You know that feeling when you get a new machine and spend two days reinstalling everything, hunting for config files, wondering why your terminal looks wrong?

I got tired of that. So I automated it.

What It Does

One command turns a factory-fresh Mac into a fully configured keyboard-driven development environment. Tiling window manager, modern shell, Neovim as a full IDE, all dotfiles in place, 60+ tools installed.

curl -fsSL https://raw.githubusercontent.com/BenWaraiotoko/BWO-MacAutoSetup/main/bootstrap.sh | bash

That’s it. Go make coffee. Come back to a working setup.

The Stack

ToolRole
Homebrew + BrewfileDeclarative package management — one file, all dependencies
GNU StowSymlink-based dotfile deployment
AerospaceTiling window manager with i3-style keyboard navigation
Zsh + Oh-My-Zsh + Powerlevel10kShell that doesn’t make you sad
Neovim + LazyVimFull IDE, keyboard-first
ZedFast editor for when you want something lighter
Ghostty / WarpTerminals worth using

The Architecture

Bootstrap Script → Homebrew → Brewfile → Packages & Apps

                 GNU Stow → Dotfiles → ~/.config/*

               Aerospace + Ghostty + Neovim → Keyboard workflow

The bootstrap handles two scenarios:

  1. Fresh macOS — No Git, no Xcode CLI tools, nothing. A curl-able script installs prerequisites, then hands off to the main setup.
  2. Existing system — Clone the repo, run directly. Safe to re-run as many times as you want.

Dotfile Structure

dotfiles/
├── aerospace/      → ~/.config/aerospace/
├── nvim/           → ~/.config/nvim/
├── zsh/            → ~/.zshrc, ~/.zprofile
├── git/            → ~/.gitconfig
├── ghostty/        → ~/.config/ghostty/
├── zed/            → ~/.config/zed/
├── sublime-text/   → Sublime Text config
├── obsidian/       → Obsidian config
└── claude/         → ~/.claude/

GNU Stow creates symlinks from the repo to the right home directory locations. Change a config in the repo — it’s live everywhere, instantly.

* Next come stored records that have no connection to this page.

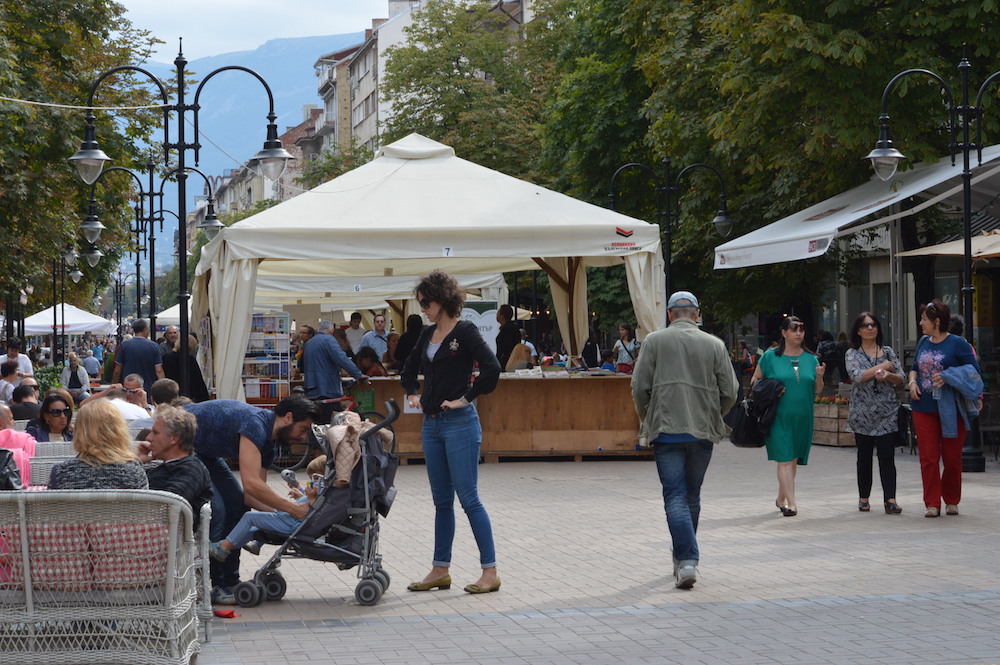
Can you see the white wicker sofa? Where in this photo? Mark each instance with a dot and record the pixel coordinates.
(93, 576)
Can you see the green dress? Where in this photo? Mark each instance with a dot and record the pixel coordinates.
(791, 433)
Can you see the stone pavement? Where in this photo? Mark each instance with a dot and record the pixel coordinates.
(585, 562)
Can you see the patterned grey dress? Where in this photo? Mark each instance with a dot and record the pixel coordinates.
(873, 403)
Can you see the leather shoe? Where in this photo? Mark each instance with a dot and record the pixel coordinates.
(440, 583)
(475, 588)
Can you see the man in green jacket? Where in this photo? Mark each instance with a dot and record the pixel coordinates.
(682, 385)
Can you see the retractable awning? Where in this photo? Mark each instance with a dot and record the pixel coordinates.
(810, 232)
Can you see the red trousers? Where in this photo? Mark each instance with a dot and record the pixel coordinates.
(934, 449)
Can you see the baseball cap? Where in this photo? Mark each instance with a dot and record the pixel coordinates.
(678, 298)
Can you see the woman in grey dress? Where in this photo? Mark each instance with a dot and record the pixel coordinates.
(875, 371)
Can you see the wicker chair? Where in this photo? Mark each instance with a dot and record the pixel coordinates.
(98, 577)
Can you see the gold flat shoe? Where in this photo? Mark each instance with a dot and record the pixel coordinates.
(440, 583)
(475, 588)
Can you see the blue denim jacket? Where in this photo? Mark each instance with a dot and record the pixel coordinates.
(959, 396)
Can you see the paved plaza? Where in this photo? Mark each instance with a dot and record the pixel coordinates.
(585, 561)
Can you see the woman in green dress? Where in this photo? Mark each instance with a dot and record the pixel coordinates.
(801, 373)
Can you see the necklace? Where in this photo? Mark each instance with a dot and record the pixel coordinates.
(795, 366)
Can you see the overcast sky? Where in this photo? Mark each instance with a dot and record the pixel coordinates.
(212, 27)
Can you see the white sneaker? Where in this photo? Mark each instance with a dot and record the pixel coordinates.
(686, 575)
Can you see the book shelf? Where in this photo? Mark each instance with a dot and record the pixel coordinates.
(267, 361)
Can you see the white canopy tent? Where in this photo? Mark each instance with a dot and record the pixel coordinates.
(810, 232)
(171, 316)
(77, 322)
(417, 207)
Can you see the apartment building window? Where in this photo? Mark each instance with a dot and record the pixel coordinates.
(363, 110)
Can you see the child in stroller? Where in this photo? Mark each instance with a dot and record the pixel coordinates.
(276, 522)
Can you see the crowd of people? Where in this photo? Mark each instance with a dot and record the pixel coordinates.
(683, 384)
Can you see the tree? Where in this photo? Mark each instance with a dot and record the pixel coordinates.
(464, 79)
(50, 51)
(333, 163)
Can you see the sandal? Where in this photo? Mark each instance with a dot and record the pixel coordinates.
(216, 552)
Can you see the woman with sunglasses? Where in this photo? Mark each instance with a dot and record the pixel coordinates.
(800, 372)
(105, 459)
(54, 419)
(875, 371)
(445, 354)
(938, 439)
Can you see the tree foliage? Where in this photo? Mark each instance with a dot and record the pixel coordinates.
(334, 163)
(50, 52)
(782, 98)
(464, 80)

The Keyboard-First Philosophy

The whole workflow is optimized for staying on the keyboard:

  • Aerospace — Switch workspaces, resize windows, move apps. No mouse required.
  • Neovim — Modal editing with LSP, fuzzy finding, completions. Full IDE, no Electron.
  • fzf — Fuzzy finding for files, command history, anything.
  • Vi mode in Zsh — Because consistency matters.

It sounds extreme until you try it. Then going back feels slow.

Full disclosure though: I’m still actively learning Neovim. The config is there, the keybindings are set up, the plugins are loaded — and I still occasionally stare at the screen wondering how to exit a buffer. So “keyboard-driven” is the goal, not the current reality. Ask me again in six months (or more 😜).

The Interesting Problems

Bootstrapping From Zero

A brand new Mac has no Git, no package manager, no developer tools. The bootstrap script can only use what macOS ships with (curl, bash). It installs Xcode CLI tools, then Homebrew, then clones the repo and hands off. The rest runs from there.

Idempotency

A setup script that fails halfway and leaves your system in an unknown state is worse than no script at all. Every step checks if it’s already done before running. Re-running the script after an interruption picks up where it left off without breaking anything.

Dotfile Portability

Hardcoded paths break across machines with different usernames or directory structures. GNU Stow’s relative symlinks sidestep this entirely — same repo works everywhere.

Numbers

  • Setup time: ~15 minutes (mostly downloads)
  • Packages managed: 60+ CLI tools and applications
  • Dotfiles tracked: 10+ configurations
  • Re-run safe: Yes, fully idempotent
  • Documentation: docs/TOOLS.md — full categorized reference for every tool in the Brewfile

Project

GitHub: BWO-MacAutoSetup

Setup guide, customization options, and troubleshooting docs included.

Why This Connects to Data Engineering

Infrastructure as code. Declarative configuration. Idempotent automation.

Those aren’t just DevOps buzzwords — they’re the same principles behind reliable data pipelines:

  • Define the desired state, not the steps to get there
  • Make it reproducible from any starting point
  • Automate the path, document the decisions
  • Version control everything

The difference between a good setup script and a good data pipeline is mostly just the domain. The thinking is the same.


Built with shell scripting, GNU Stow, and a strong preference for keeping hands on the keyboard. Runs on Apple Silicon.